Government officials said there are no Shiite militias involved in fighting on the front lines to liberate Ramadi.
Most of the ISIS militants still fighting in the western Iraqi city of Ramadi are foreign fighters, the governor of Anbar province told CNN Thursday.
“The Iraqi security forces are advancing progressively. Daesh [ISIS] forces are totally fractured. Most of the Daesh fighters remaining in the city are foreign fighters,” Suhaib al-Rawi said.
Iraqi security forces, including the military, counterterror units and federal police, are conducting all the storming operations underway inside Ramadi’s city limits, according to Hikmet Suleiman, the political adviser to the governor.
He said some Shiite militias are stationed on the southern outskirts of Ramadi, but are not directly involved in ongoing operations, and Sunni militias comprised primarily of Anbar tribesmen are tasked with holding ground already recaptured by Iraq’s military and clearing it of IEDs.

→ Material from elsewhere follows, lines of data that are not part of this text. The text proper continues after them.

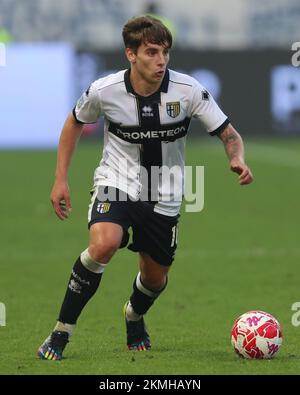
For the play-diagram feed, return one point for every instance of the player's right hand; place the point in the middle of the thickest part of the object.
(60, 199)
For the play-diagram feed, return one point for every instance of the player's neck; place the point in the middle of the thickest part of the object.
(141, 86)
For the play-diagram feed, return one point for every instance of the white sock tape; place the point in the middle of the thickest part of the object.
(145, 291)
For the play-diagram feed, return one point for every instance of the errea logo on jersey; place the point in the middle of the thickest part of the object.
(147, 111)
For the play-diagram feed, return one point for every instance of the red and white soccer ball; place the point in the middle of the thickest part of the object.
(256, 335)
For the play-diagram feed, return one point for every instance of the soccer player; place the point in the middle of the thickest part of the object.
(147, 110)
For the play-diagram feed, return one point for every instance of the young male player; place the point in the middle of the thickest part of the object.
(147, 111)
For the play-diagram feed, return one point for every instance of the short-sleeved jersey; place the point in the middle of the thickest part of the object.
(144, 137)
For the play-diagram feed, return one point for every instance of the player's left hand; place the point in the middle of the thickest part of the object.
(245, 174)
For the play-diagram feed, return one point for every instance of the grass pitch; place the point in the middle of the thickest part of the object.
(240, 253)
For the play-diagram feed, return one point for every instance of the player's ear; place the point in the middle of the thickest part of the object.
(131, 56)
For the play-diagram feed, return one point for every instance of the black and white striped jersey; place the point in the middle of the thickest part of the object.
(144, 137)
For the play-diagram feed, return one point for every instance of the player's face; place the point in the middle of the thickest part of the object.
(150, 62)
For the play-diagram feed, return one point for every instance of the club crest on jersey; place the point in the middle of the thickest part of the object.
(147, 111)
(103, 208)
(173, 109)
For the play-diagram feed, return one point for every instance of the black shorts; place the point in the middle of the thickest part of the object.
(152, 233)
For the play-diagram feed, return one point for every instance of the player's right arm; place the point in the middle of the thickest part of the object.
(60, 195)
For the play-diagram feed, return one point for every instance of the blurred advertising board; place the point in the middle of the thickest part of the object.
(258, 90)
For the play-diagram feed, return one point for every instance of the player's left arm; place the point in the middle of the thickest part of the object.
(234, 148)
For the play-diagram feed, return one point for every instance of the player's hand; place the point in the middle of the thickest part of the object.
(245, 174)
(60, 199)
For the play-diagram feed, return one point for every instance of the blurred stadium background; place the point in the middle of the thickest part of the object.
(249, 252)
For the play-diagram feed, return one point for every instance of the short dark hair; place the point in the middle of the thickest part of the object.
(146, 29)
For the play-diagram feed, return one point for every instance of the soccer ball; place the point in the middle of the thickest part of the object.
(256, 334)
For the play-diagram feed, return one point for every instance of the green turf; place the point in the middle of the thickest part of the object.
(242, 252)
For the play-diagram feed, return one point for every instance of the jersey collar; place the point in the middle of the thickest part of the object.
(163, 87)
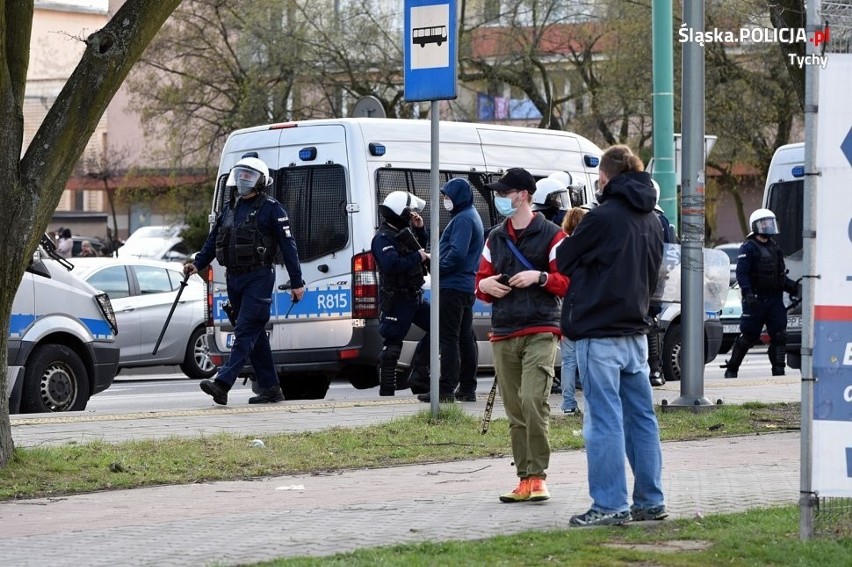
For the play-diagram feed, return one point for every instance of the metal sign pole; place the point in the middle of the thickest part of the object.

Having Shiite militias battle in this Sunni stronghold was a concern of the central government, especially in procuring support from among the local tribes in the battle against ISIS.
Ramadi has symbolic significance. After Iraqi forces pulled out of Ramadi in May, U.S. Defense Secretary Ashton Carter questioned whether the Iraqis had the “will to fight.”
Iraqi officials, including Prime Minister Haider al-Abadi, later said Carter had bad information. But Salim al-Jabouri, speaker of the Iraqi parliament and arguably the country’s most powerful Sunni politician, said that even the Prime Minister didn’t know of the withdrawal until after it happened.
Ramadi was one of “three R’s” identified as the core of a triple-pronged U.S. strategy against ISIS that Carter floated before U.S. lawmakers in October. The others were raids by special operations forces and Raqqa, the extremists’ de facto capital in Syria.